Indian authorities today took back 31 Rohingyas, who were stranded on the eastern borders with Bangladesh for four days, as Bangladeshi border guards declined to let them cross the zero lines, officials and witnesses said.
“The BSF (India’s Border Security Force) wanted to push them into our territory but eventually they took them back,” Border Guard Bangladesh’s (BGB) commander in eastern Brahmanbaria region Lieutenant Colonel Golam Kabir told BSS as he was reached in Dhaka over phone.

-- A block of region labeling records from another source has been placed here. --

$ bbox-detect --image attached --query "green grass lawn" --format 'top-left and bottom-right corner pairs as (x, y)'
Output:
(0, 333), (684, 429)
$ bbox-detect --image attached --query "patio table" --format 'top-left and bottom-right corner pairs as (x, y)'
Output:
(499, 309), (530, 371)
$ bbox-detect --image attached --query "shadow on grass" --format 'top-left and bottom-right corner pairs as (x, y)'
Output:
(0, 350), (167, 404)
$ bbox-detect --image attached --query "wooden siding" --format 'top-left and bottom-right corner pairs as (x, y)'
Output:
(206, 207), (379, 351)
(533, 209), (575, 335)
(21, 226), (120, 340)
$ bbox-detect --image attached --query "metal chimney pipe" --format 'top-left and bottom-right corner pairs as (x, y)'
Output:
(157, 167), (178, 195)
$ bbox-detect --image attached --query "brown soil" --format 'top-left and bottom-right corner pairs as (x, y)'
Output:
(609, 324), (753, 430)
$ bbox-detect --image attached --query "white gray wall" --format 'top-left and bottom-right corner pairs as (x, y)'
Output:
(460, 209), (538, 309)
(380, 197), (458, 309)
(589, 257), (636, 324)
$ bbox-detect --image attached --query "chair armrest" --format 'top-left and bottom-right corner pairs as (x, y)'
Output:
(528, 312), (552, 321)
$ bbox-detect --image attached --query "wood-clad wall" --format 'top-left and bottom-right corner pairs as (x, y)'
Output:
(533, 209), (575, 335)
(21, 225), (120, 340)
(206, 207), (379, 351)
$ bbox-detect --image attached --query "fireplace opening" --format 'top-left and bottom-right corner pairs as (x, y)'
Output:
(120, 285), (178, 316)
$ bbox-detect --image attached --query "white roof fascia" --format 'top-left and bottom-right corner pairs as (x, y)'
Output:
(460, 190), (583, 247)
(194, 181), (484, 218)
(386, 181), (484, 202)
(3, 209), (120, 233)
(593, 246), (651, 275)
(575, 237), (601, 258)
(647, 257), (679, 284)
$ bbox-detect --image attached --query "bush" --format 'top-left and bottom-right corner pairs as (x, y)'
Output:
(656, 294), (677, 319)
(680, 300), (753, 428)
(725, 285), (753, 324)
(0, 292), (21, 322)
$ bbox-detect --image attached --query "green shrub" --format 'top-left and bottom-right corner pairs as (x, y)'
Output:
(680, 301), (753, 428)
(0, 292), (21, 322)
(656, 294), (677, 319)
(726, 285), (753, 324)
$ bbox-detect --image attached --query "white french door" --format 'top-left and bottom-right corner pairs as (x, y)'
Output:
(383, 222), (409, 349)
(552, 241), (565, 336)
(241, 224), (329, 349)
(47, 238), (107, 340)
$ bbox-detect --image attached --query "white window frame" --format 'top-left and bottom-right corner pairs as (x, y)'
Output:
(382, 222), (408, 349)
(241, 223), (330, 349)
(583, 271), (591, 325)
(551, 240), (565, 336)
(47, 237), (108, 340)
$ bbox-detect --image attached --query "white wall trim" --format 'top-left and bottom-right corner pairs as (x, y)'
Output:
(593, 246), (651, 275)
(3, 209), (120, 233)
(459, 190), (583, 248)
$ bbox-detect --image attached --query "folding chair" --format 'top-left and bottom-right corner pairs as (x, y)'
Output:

He said BGB held two rounds of talks with their Indian counterparts in India when “they tried to tell us the Rohingyas entered into India from Bangladesh which we refused to accept as those were carrying Indian refugee cards”.
“We even told the BSF if they were Bangladeshis expose them to justice in your country in line with your law for trespass charges,” Kabir said.
Residents in the neighborhood said the BSF people took the Rohingyas back to their mainland by 10.30 am after they languished on the zero lines amid severe cold.
The development came while media reports suggests nearly 1,300 Rohingyas crossed into Bangladesh through crossed barbed-wire fences from India in recent weeks as fears of deportation to Myanmar spark an exodus.
Kabir said BGB gathered information that some of the Rohingyas were brought from refugees camps in India’s Jammu and Kashmir.
Bangladesh by now hosts over a million Rohingya in makeshift refugee camps in its southeastern Cox’s Bazar district as they fled a Myanmar military crackdown in August 2017 generating the worst refugee crisis in the recent history.
The United Nations said senior Myanmar military officials should be prosecuted for genocide in Rakhine state, but the country insists it was defending itself against militants.